“You probably don’t remember me, but I worked with you before about 10 years ago. I want you to know that when you wrote up our separation agreement, my ex and I didn’t think so deeply about many of the things in it, but we have, over the years, consulted the agreement constantly. It has really provided us with the structure for an amicable parenting relationship. We don’t get along, but we have managed to parent our daughter together in a workable way, and all three of us have benefited from the way you mediated, and wrote our agreement.” J.S., at first mediation session, for 2nd divorce.
“I never got a chance to thank you for what you did for us. K.N. and I remain friends, [our son] is safe and happy, and K.N. is as supportive of my relationship with [my fiancé] as I am of hers with [her boyfriend]. I never would have expected us to land in such a healthy place.”
“I would recommend Rachel Green to you. She’s a lawyer whose practice is divorce mediation. From personal experience (sadly), I’ve found her to be very experienced with a good understanding of how to address issues in divorce, including caring for the children. She’s sensitive, and good at helping both parties feel heard, validated, addressing their needs, and when needed, confronting in a safe manner.”
– J.M., therapist and client in email recommending Rachel to a patient.
“Getting divorced is a way to come back together again.”
– F.K., expressing the desire to work with the ex to craft an agreement that reflects both of their realities, during Collaborative Law Meeting.
“FYI, things have been well and smooth between us . . . and good for our child, K . . . thank you so much for your help. I don’t know what I would have done without you (and you might be thinking any lawyer would have/could have done this but that’s not true) you were/are knowledgable/professional/ flexible AND when I was in my crisis mode you were just wonderful . . . compassionate . . . yet productive in keeping me on track and ensuring you helped me protect my rights with regards to K.”
– S.M. after signing collaborative law settlement agreement
“It was really amazing. After 2 years of the lawyers going back and forth and never getting it done, we finally sat down with you.
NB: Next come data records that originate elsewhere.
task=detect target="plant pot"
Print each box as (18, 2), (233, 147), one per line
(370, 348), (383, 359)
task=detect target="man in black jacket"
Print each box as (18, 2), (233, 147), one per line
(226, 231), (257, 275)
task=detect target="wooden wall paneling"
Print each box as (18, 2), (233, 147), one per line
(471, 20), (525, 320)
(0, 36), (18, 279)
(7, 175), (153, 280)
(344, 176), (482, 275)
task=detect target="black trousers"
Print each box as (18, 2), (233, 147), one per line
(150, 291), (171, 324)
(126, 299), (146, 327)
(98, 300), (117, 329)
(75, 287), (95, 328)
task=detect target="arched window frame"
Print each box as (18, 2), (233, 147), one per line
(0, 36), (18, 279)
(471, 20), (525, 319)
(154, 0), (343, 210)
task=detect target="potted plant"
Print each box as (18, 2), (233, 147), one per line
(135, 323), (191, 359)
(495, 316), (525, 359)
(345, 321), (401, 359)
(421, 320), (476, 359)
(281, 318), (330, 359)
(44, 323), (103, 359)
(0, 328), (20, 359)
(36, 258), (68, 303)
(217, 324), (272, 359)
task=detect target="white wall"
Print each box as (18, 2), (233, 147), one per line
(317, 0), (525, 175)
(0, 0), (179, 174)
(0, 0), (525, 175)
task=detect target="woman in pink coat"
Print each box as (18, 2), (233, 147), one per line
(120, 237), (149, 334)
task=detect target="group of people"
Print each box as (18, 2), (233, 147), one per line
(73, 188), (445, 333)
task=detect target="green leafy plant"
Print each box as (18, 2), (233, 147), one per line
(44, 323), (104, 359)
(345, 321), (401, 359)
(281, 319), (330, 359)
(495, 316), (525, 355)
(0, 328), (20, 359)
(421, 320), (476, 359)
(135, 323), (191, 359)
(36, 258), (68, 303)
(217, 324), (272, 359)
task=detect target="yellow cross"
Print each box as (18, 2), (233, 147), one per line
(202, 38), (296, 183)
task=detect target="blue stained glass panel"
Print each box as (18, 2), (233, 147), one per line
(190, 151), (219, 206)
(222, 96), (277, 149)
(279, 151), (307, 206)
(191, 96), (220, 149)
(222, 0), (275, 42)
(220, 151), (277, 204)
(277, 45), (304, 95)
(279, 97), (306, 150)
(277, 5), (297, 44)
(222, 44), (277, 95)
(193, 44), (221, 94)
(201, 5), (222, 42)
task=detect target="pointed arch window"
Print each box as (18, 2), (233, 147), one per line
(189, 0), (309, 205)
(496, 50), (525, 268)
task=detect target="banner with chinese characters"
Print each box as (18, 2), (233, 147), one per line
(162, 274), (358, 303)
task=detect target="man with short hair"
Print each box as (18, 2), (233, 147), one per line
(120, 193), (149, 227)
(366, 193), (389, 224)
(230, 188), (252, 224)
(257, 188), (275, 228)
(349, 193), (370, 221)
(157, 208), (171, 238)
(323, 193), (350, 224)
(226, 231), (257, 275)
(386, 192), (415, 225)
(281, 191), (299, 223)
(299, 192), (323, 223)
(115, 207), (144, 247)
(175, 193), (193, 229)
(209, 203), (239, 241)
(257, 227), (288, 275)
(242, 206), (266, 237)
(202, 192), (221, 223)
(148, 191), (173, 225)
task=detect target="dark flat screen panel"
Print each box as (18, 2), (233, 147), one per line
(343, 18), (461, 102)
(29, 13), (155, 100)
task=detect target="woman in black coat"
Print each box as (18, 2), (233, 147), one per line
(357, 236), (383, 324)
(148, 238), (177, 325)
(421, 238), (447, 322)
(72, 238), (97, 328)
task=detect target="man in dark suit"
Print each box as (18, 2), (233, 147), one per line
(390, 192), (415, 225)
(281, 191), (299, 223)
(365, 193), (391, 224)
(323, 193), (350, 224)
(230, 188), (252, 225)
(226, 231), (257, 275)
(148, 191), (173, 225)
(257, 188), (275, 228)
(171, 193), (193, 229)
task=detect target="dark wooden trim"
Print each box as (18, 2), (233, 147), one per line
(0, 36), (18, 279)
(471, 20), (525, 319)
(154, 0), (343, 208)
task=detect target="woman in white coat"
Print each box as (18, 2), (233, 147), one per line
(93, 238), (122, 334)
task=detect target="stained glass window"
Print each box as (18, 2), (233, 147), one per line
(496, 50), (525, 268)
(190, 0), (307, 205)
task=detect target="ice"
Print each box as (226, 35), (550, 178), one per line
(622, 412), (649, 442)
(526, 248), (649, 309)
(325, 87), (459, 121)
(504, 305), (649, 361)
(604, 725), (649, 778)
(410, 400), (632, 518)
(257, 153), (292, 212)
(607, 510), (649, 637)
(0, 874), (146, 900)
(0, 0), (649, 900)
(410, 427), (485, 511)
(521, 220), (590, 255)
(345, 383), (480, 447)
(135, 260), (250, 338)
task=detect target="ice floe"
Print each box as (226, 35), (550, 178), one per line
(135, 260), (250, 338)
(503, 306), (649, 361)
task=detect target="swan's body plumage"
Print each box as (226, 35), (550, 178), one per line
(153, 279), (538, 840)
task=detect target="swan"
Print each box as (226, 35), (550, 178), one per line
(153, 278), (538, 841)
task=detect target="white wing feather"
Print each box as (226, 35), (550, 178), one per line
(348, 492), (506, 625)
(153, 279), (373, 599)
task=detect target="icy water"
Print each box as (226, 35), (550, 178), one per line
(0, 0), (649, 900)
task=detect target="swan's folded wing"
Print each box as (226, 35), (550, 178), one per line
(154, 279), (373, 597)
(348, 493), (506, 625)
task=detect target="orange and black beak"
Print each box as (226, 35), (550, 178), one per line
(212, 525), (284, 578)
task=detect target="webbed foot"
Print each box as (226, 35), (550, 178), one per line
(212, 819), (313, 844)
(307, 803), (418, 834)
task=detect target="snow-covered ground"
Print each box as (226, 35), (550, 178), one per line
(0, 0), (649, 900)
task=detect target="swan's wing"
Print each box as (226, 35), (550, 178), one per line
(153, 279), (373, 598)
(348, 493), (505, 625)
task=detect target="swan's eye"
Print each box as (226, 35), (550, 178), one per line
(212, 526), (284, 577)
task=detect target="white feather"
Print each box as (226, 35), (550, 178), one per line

The 2 people who have to make the decisions were there — and we could just get it done. Now that our divorce papers have been filed, it’s a big relief.”
“You are such a warm human being! I did not expect a lawyer to be so nice. I was very nervous before this began, about meeting you and the divorce. But I feel that I can handle this now. You broke it all down into understandable pieces.”
– BB, at the end of the last mediation session.
“I want to thank you for your professionalism, patience and sypathy. You did a great deal, by humanizing a very clinical process, to make an emotionally difficult time easier if not less painful.”
– J.L., at the close of the mediation process.
“You did an excellent job, and very informative. I’m really impressed by your professionalism and the whole way you handled everything. You are highly recommended.”
– C.L., after mediation of Agreement was concluded.
“People get so embroiled in the fight that we could only think about how angry we were, and it became hard to think about solutions. Somehow you helped us to focus, and even solve the problems. I am so relieved to be done with the conflict, and even satisfied with how we resolved things. I thank you now, and I feel like I’ll be thanking you 5 years from now!”
– W.G., via e-mail, after all the papers were signed for his divorce.
“I know we can make this [negotiation] work. It must be a headache for you — dealing with two strong personalities like ours. I like that you stay so calm. If only we could have had a 3-way marriage — me, E–, and you — it might have worked! (joke :))”
– L.H., in e-mail sent after a heated mediation session.
“It feels like standing on a new threshold every month.,”
– A.P., talking about all the turmoil and upheaval of the first year after separating from her husband.
“Thank you for all your help and guidance through this difficult process. During our last session, you helped me to see the big picture and gave me the strength to say, ‘No, this is enough.’ I could never stand up to L during our marriage the way I did during our mediation.”
“I have spent over $70,000 in legal fees during the past 4 years litigating my divorce. I wish I had known about mediation when we first separated. Since we began mediation, the tension between my ex and I has gotten much better.”
– E.S., involved in a post-divorce parenting/visitation mediation.
“Divorce is harder than birth.”
– N.T., calling to thank me for my services after having been separated from spouse for 5 years, and on the verge of getting the final divorce judgment.
“We have made a lot of progress. I never would have dreamed we would have gotten so far so quickly. Thanks very much for your help. You have a rare combination of intelligence, kindness and tact that have been instrumental in our success so far.”
“Rachel, I just wanted to send off a note to tell you what a good job you’re doing and that, while you’d never have known it by the yelling back and forth last night, I’m amazed at how easily we’ve gotten to where we are. I’m impressed with how you’ve facilitated this for L. and me, and seeing the light at the end of the tunnel (finally) feels good.”